30 Toen namen de priesters en levieten het afgewogen zilver en goud en de vaten in ontvangst, om ze naar Jerusalem te brengen, naar de tempel van onzen God.
So the priests and Levites took charge of the silver and gold and sacred articles that had been weighed out to be taken to the house of our God in Jerusalem.
31 Op de twaalfde dag van de eerste maand vertrokken wij van de rivier Ahawa, om naar Jerusalem te gaan. De hand van onzen God bleef op ons rusten, en behoedde ons onderweg voor vijand en rover.
On the twelfth day of the first month we set out from the Ahava Canal to go to Jerusalem, and the hand of our God was upon us to protect us from the hands of the enemies and bandits along the way.

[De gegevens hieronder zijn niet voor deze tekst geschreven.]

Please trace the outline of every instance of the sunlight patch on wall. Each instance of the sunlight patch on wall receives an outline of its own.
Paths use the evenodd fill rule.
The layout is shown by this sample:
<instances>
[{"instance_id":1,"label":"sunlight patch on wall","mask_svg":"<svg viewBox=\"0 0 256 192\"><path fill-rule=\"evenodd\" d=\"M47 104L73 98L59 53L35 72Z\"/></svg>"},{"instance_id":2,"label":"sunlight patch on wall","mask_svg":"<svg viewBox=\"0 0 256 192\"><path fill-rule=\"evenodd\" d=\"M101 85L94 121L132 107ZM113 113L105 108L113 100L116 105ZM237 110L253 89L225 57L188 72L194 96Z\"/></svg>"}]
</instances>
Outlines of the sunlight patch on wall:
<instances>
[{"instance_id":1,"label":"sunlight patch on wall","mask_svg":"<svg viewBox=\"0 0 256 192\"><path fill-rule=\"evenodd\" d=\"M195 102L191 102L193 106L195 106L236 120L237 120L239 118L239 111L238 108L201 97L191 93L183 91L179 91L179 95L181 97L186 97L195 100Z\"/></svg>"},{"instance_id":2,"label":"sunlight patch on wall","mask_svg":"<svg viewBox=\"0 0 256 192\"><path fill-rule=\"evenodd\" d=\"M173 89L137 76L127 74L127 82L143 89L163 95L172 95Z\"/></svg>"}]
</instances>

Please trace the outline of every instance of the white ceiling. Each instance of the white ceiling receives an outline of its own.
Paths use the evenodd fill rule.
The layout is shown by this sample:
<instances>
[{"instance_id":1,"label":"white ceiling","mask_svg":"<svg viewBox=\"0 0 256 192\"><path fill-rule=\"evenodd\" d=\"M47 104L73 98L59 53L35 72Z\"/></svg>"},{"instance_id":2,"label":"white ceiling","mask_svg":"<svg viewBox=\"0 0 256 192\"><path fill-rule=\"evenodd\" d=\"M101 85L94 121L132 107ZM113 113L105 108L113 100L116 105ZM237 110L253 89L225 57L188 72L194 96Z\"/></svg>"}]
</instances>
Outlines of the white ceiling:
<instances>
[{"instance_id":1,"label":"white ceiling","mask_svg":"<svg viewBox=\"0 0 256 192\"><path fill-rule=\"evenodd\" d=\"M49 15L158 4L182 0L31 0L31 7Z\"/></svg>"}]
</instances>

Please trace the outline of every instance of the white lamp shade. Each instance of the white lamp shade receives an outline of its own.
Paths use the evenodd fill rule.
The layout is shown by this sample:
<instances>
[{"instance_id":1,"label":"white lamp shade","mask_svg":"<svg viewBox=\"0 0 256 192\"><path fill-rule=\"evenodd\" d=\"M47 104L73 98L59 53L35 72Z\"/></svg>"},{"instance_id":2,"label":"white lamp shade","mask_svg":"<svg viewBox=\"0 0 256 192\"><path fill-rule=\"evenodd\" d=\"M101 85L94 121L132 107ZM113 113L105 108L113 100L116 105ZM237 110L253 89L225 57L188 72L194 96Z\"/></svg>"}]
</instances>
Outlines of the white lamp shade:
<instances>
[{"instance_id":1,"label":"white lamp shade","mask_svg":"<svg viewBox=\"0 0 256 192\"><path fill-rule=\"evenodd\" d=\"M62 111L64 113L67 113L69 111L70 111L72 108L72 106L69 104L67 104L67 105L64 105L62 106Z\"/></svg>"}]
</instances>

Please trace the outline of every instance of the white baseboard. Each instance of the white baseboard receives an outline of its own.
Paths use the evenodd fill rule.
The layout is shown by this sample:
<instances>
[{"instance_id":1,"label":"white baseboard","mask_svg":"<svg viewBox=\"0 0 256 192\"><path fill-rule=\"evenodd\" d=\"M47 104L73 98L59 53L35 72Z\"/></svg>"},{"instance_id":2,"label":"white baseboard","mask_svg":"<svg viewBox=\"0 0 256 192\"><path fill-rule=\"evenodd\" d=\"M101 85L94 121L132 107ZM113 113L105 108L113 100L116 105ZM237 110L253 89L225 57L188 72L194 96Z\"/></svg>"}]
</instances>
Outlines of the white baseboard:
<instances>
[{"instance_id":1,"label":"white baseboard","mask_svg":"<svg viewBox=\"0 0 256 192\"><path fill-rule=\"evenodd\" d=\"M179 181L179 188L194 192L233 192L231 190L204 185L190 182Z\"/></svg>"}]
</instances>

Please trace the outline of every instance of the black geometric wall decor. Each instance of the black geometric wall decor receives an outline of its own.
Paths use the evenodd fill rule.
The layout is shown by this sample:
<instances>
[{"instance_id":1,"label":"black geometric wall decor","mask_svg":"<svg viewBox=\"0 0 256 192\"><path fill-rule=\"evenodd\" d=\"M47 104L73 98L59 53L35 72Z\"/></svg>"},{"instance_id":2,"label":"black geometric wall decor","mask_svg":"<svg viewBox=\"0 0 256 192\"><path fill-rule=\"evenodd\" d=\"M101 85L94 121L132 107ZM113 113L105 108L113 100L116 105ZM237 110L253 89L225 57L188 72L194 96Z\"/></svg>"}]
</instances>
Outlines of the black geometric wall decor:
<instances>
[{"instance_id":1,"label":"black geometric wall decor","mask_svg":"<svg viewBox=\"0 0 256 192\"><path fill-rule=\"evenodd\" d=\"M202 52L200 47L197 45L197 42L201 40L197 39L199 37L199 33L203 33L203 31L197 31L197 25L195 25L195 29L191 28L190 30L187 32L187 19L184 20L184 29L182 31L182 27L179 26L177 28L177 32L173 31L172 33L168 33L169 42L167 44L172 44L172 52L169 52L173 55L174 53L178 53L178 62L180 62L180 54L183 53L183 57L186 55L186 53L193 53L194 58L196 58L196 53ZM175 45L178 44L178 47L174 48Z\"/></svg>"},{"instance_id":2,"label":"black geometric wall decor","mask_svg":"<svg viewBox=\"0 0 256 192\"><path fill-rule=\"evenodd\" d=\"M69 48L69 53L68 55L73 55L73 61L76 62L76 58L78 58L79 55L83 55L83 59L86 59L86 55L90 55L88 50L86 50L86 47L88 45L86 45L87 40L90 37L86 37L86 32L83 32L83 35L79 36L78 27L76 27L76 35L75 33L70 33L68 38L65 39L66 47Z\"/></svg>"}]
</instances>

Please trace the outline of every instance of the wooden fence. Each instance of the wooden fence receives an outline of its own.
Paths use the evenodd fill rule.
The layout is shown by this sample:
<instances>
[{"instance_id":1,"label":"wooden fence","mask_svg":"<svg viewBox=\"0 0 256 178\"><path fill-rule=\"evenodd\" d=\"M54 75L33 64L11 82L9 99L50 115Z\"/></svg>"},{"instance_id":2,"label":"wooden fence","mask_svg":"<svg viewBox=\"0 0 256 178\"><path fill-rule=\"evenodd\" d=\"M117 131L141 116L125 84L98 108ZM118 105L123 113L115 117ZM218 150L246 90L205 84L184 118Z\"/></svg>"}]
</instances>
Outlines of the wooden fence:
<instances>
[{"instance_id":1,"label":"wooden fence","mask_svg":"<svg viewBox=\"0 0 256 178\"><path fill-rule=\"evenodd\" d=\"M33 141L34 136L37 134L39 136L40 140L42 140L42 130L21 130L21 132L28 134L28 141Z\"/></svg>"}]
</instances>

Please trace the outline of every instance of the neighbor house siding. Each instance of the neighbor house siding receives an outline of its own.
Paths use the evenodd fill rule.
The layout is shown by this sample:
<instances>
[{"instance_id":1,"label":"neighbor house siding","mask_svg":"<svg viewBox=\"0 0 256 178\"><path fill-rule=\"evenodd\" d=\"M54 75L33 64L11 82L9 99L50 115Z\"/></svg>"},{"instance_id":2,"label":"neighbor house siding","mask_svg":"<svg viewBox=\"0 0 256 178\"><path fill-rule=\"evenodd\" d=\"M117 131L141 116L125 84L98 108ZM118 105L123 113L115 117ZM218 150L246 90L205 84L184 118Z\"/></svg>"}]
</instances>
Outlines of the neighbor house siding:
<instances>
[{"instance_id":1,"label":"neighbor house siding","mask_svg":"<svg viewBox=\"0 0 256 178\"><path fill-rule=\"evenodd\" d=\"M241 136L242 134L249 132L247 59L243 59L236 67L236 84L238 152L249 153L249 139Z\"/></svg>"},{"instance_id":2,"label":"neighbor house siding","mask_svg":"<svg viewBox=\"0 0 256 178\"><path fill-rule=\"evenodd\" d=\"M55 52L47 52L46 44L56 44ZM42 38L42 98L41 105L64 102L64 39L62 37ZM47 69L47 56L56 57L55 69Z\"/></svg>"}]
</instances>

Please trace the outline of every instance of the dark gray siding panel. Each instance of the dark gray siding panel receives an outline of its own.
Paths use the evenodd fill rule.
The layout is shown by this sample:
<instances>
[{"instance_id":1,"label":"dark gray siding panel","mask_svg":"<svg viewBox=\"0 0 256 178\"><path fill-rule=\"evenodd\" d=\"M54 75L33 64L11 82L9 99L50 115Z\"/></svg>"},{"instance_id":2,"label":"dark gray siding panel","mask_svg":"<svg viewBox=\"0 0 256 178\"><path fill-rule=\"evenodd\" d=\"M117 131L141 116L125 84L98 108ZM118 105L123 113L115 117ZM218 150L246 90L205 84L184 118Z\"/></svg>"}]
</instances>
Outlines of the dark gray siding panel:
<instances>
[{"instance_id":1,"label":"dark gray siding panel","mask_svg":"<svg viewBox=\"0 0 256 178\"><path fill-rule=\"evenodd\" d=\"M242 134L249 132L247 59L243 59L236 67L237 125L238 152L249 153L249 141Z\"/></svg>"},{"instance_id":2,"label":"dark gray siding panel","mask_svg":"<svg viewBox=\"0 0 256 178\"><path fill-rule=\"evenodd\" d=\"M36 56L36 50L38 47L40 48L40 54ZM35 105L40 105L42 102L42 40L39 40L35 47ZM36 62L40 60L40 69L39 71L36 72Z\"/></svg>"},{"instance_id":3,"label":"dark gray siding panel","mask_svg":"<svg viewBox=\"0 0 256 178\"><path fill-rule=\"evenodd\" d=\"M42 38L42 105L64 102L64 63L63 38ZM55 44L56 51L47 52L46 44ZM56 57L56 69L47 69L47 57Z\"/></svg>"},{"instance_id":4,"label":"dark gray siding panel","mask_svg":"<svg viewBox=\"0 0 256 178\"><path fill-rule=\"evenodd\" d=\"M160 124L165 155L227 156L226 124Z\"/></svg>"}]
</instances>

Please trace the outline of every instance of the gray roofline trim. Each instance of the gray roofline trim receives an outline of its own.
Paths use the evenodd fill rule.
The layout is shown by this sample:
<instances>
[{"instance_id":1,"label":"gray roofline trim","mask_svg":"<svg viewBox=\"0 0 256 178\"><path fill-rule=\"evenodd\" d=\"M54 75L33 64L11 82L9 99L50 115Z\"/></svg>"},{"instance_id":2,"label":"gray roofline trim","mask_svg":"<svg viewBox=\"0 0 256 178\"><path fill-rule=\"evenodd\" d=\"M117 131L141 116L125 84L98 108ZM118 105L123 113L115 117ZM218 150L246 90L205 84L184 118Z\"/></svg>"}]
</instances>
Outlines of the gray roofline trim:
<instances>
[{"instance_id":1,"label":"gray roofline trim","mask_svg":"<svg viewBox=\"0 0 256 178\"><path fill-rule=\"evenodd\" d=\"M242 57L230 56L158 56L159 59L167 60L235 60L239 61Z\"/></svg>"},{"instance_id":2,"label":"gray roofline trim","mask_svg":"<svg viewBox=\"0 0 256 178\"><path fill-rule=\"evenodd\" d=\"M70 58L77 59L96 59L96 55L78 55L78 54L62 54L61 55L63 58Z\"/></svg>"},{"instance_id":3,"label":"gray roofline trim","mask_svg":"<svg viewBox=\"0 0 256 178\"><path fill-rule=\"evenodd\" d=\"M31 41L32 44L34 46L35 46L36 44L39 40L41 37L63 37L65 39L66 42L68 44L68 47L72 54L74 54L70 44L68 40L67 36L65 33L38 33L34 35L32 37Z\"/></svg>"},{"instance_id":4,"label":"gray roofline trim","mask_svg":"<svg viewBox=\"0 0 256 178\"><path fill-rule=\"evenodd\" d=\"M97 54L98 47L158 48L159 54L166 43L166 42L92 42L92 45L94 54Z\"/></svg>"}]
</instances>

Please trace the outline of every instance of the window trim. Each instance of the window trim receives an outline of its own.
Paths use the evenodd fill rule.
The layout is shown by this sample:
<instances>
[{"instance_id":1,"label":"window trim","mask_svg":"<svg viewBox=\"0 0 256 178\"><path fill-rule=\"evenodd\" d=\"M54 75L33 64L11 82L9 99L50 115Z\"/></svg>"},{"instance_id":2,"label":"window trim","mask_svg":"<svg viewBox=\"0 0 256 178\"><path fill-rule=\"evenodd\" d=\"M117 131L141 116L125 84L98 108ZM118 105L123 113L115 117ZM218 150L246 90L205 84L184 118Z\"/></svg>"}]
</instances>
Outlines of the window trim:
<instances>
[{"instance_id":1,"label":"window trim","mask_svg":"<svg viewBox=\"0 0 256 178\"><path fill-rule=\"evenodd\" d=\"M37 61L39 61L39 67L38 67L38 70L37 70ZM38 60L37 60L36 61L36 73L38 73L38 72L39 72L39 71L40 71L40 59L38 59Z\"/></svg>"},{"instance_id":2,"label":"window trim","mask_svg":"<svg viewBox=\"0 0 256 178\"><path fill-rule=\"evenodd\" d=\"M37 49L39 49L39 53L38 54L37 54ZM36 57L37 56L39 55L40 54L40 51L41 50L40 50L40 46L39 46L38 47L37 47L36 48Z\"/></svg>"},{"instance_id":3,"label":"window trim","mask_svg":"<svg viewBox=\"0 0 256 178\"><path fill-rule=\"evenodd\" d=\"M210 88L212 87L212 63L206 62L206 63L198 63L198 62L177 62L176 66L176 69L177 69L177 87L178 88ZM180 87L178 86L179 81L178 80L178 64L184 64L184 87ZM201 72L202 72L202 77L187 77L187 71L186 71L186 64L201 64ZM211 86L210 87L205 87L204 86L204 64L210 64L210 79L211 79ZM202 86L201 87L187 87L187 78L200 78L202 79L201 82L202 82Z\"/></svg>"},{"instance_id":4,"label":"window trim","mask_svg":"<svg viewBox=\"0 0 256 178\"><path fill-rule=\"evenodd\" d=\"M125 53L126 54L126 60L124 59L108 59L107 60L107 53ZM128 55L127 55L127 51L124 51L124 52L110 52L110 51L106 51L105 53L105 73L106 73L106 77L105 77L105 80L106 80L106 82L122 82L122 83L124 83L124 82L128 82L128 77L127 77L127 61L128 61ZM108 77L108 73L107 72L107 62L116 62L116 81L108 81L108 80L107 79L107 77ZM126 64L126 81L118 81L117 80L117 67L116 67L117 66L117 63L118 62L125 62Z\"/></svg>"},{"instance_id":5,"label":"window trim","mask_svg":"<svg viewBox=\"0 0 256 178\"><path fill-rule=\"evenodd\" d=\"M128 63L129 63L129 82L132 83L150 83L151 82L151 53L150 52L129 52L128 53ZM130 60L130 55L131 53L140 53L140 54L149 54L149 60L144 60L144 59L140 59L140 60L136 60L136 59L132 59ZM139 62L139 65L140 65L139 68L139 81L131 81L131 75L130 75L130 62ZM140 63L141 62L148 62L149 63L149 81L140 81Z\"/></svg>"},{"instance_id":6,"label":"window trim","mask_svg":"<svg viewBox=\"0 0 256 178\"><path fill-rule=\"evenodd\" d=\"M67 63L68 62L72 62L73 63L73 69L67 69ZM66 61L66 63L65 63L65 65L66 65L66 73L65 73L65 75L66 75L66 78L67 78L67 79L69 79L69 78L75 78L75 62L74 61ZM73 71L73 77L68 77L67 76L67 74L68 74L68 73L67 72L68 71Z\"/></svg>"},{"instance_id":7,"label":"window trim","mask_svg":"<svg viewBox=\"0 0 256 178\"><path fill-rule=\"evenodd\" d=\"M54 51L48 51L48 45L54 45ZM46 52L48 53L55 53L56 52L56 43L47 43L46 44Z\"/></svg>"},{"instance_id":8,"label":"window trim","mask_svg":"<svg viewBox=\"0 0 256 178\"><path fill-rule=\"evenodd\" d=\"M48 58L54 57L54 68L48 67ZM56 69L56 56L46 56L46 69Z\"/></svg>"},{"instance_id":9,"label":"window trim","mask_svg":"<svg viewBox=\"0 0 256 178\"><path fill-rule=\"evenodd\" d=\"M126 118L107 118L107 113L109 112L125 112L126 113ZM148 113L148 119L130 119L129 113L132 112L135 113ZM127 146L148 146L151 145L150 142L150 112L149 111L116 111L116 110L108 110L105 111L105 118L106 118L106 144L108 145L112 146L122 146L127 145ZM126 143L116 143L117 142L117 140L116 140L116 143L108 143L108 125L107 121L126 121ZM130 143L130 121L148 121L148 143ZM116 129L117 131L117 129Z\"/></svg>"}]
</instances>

32 Zo kwamen wij te Jerusalem aan. En nadat wij er drie dagen rust hadden genomen,
So we arrived at Jerusalem and rested there for three days.
33 werden op de vierde dag in het huis van onzen God het zilver, goud en het vaatwerk gewogen, en den priester Meremot, den zoon van Oeri-ja ter hand gesteld, in tegenwoordigheid van Elazar, den zoon van Pinechas, en van de levieten Jozabad, den zoon van Jesjóea, en Noadja, den zoon van Binnoej.
On the fourth day, in the house of our God, we weighed out the silver and gold and sacred articles into the hand of Meremoth son of Uriah, the priest. Eleazar son of Phinehas was with him, along with the Levites Jozabad son of Jeshua and Noadiah son of Binnui.
34 Alles werd geteld en gewogen, en het hele gewicht werd opgetekend.
Everything was verified by number and weight, and the total weight was recorded at that time.
35 Terzelfdertijd droegen de ballingen, die uit de gevangenschap waren teruggekeerd, twaalf stieren voor heel Israël als een brandoffer op aan Israëls God; daarenboven zes en negentig rammen, zeven en zeventig lammeren, twaalf bokken voor een zondeoffer: alles als een brandoffer voor Jahweh.
Then the exiles who had returned from captivity sacrificed burnt offerings to the God of Israel: 12 bulls for all Israel, 96 rams, 77 lambs, and a sin offering of 12 male goats. All this was a burnt offering to the LORD.
36 Ook overhandigden zij de bevelschriften van den koning aan de koninklijke satrapen en de landvoogden van de overzijde der Rivier, en dezen verleenden hun steun aan het volk, en aan de tempel van God.
They also delivered the king’s edicts to the royal satraps and governors of the region west of the Euphrates, who proceeded to assist the people and the house of God.